As he spent time in the local villages during that trip in 2013, he witnessed not only the beauty of the region and the graciousness of the African people, but also extreme poverty and a dire need for drinking water. It is estimated that 23 million people in Tanzania lack access to this precious natural resource.
“If you saw where they were getting water from, it’s disgusting,” Long told University of Virginia Darden School of Business students while leading a discussion in Professor Peter Debaere’s “Global Economics of Water” course.
Never having traveled to a developing country, what Long observed in the sub-Saharan region changed him. He knew he needed to act and decided that “clean water was it” for him.
In 2015, Long founded the Waterboys Initiative, which unites NFL players and fans to raise awareness and funds with a goal to install 32 deep borehole wells in East Africa, representing the 32 teams in the National Football League. Each well costs $45,000 and serves up to 7,500 people.
To help reach their goal, Long and Waterboys partnered with WorldServe International, a Missouri-based nonprofit that drills and installs clean water wells in sub-Saharan Africa. Every day, 1,000 children under the age of 5 die because of unsafe water and poor sanitation, according to the organization.
In Debaere’s class, the defensive end described his experience with Waterboys and his ultimate goal to provide clean, accessible water to more than a million people and fundraise across all four major professional sports. To date, the initiative has raised more than $1 million.
In addition to providing villagers with clean drinking water, Long outlined other social, environmental and economic benefits of his work.
“When you implement clean water, it’s not just giving people something to drink,” he said. “Health improves, hygiene improves, the economy improves, agriculture improves, education improves and kids aren’t missing school.”
Small towns and villages in the sub-Saharan region will often send women or young girls to walk miles in extreme heat to fetch water, leading to educational and economic opportunity gaps for women and girls. “So clean water is also a gender-equity issue,” Long added.

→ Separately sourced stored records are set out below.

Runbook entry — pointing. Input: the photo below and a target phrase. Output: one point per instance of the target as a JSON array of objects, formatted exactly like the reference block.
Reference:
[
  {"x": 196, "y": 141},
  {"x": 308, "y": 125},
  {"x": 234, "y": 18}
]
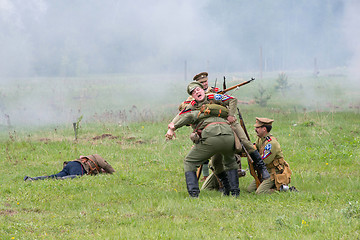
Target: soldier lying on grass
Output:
[{"x": 90, "y": 165}]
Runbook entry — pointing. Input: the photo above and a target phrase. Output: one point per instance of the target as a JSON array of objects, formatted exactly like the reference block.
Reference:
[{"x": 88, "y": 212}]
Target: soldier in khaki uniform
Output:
[
  {"x": 215, "y": 137},
  {"x": 271, "y": 153},
  {"x": 203, "y": 79},
  {"x": 231, "y": 104},
  {"x": 91, "y": 165}
]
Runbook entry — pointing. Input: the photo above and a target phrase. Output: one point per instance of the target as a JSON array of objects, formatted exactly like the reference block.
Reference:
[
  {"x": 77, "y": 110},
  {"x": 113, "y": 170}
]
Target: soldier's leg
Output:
[
  {"x": 266, "y": 186},
  {"x": 199, "y": 154},
  {"x": 205, "y": 170},
  {"x": 231, "y": 167},
  {"x": 259, "y": 163},
  {"x": 211, "y": 183}
]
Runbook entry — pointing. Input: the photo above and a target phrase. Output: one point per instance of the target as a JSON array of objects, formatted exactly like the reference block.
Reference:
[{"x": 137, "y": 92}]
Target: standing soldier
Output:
[
  {"x": 231, "y": 104},
  {"x": 203, "y": 79},
  {"x": 212, "y": 136},
  {"x": 272, "y": 155}
]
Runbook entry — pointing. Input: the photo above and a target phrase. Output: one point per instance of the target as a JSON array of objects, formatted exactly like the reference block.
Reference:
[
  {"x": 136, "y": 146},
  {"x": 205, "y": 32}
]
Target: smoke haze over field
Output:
[
  {"x": 78, "y": 38},
  {"x": 71, "y": 38}
]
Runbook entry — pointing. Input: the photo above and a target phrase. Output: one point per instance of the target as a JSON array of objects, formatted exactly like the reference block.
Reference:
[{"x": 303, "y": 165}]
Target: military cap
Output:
[
  {"x": 193, "y": 85},
  {"x": 263, "y": 121},
  {"x": 201, "y": 77}
]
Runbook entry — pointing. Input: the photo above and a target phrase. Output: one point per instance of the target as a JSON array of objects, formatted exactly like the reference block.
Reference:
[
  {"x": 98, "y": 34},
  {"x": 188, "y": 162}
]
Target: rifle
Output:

Despite a successful NFL career and his 2017 Super Bowl win with the New England Patriots, Long credits his work with Waterboys as one of his proudest accomplishments and a meaningful way to contribute to society. “Clean water is an efficient way to change the world,” he said.
In addition to hosting distinguished guests in his course, Debaere conducts research on water markets and the global economic impact of water. With environmental science professor Michael Pace and associate civil engineering professor Teresa Culver, Debaere leads efforts to address global water concerns among UVA’s Darden School of Business, the School of Architecture, the Frank Batten School of Leadership and Public Policy, the College of Arts & Sciences and the School of Engineering. A team from those schools, in collaboration with the Center for Global Health organizes UVA’s observance of World Water Day on March 22. A full schedule of panel discussions and activities related to water infrastructure are planned from March 15 through April 13.